Yesterday was a good point to take stock on the state of the Fourth estate in Scotland.
A guy based in London who couldn’t find his way from Sauchiehall street to Argyle street without using Google maps laid out the reality of Rangersgate for a the whole of the UK on Channel 4 last night.
In the short period since Alex Thomson has started investigating Scotland’s establishment club he has revealed that he has been physically threatened by one Glasgow based journalist.
On the day two men who attacked him were convicted Neil Lennon put out a Tweet that was more of a plea than an outburst.
“there seems to be no balance in the Scottish media when it comes to us”
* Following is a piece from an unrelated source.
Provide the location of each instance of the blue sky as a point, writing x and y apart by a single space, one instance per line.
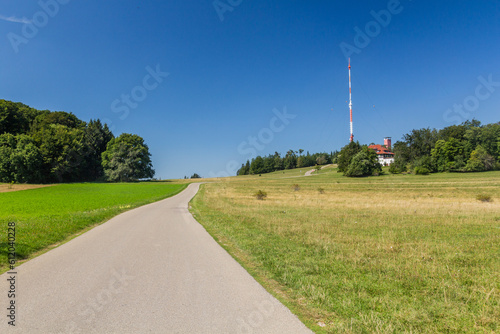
234 65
(2:23 PM – 30 Mar 2012 Neil Lennon @OfficialNeil).
His assertion, in my opinion, is simply unanswerable.
Although he was referring to the club he could have been talking just about his own situation.
Unlike his old Gaffer Martin O’Neill Celtic’s current manager doesn’t speak for an eternity in ornate phrases.
Lennon’s way of talking fits perfectly into the world of 140 characters.
As a player he experienced the Daily Record’s “Thugs and thieves” escapade.
The sustained racist and sectarian abuse he endured rarely made it past a sub editor on a major title in those days.
On one of the rare occasions that his manager Martin O’Neil decided to do some straight talking about the subject he made sure it was in the presence of foreign journalists.
At a pre match press conference for a European game he made references to the racist and sectarian abuse that his captain had to endure on a regular basis in Scotland.
As we say in Ireland O’Neill was “waiting in the long grass” when O’Neill lobbed in that grenade about the treatment Lennon regularly received in domestic matches.
Neil, in my opinion, was badly let down by his employers during his time as a player.
The club should have made this racist abuse a major issue for both the SPL and the SFA, but they didn’t.
I believe that this “back of the bus” acceptance by Celtic was partly down to the non-reaction of large sections of the media in Scotland towards the victimisation of Lennon and McGeady.
The same media who shrugged at the sustained racist abuse of Celtic’s Irish players also looked the other way when Rangersgate was handed to them on a plate two years ago.
The day after the News of the World splash in May 2010 the Scottish hacks knew about the jaw dropping arithmetic of the “Big Tax Case” and that should have seen a flurry of activity on Sports desks across the country.
Instead they fell into line.
Now the term “succulent lamb” is known across the UK media village as a term of disdain for Scotland’s other shame.
I allow myself a small smile of satisfaction.